With Amazon's new hire, the rumors around a smartphone coming out of Seattle are getting louder. Amazon just brought a Microsoft phone executive into its fold.
Robert Williams, who served as senior director of business development at Microsoft's Windows Phone Division and previously in the same position over the Premium Mobile Experiences group, is now director of Amazon's Appstore for Android .
Williams' Twitter bio reads, "working on a top secret project called...oops, gotta go." Some are speculating that top-secret project is an Amazon smartphone.
But Amazon has also been busy this week with software announcements, like GameCircle for Kindle Fire, opening up APIs for game developers, and launching Game Connect. Amazon could not immediately be reached for comment.
One Analyst Isn't Optimistic
Carl Howe, a vice president at Yankee Group, said he was not optimistic about Amazon selling its own phone, because unlike tablets or e-readers, phones are a three-party transaction between the manufacturer, the consumer and a mobile carrier.
"Amazon has shown that it can build attractive devices that it defines, as demonstrated by the Kindle set of e-readers," Howe told us. "What it hasn't shown, though, is that it can build a device that competes in the mobile-phone category where two very powerful leaders, Google and Apple, are already well entrenched."
What's more, Howe said, Amazon's low-price, media-subsidized strategy isn't going to be hugely differentiated when compared with iPhones and Android devices that are subsidized by carriers.
When consumers can already buy an Android phone such as the Droid X2 for $50 from Verizon, he said, Amazon will have to offer more than price and media to persuade consumers to buy its product.
Maybe in 2013
"This isn't about specs, it's about creating a differentiated experience that consumers want. It could literally be a "preferred Amazon shopper" phone and succeed if Amazon made that part of the experience central to their design," Howe said. "On the other hand, I think if they just launch a generic Android experience, it won't succeed."

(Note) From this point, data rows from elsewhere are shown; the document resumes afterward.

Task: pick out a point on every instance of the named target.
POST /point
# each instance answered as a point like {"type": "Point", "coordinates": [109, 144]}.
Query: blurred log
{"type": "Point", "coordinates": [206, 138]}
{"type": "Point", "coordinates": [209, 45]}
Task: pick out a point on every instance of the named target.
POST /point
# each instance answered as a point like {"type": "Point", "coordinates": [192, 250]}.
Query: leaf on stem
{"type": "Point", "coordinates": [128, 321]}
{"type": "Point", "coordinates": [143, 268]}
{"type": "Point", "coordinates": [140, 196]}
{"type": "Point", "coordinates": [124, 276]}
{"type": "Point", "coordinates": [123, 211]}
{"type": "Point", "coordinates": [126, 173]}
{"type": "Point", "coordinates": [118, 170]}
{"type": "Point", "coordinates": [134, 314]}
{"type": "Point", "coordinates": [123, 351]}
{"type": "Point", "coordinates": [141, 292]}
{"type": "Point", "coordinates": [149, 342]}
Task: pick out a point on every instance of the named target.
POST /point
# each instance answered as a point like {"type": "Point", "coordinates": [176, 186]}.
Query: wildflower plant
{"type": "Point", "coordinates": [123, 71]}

Any Amazon phone is unlikely to hit before October. Howe said, because any phone would have to be certified by the Federal Communications Commission, and that process is anywhere from three to six months. So if we haven't seen it in FCC certification yet, he said, a fall launch would be difficult.
"Frankly, most carrier launch plans are pretty established for the holiday season at this point -- except for iPhone, which they don't yet know about -- so I think 2013 is a safer bet," he said. "Remember that Amazon was famous for their Valentine's Day launch of the original Kindle, so I don't see Amazon shying away from a Q1 launch."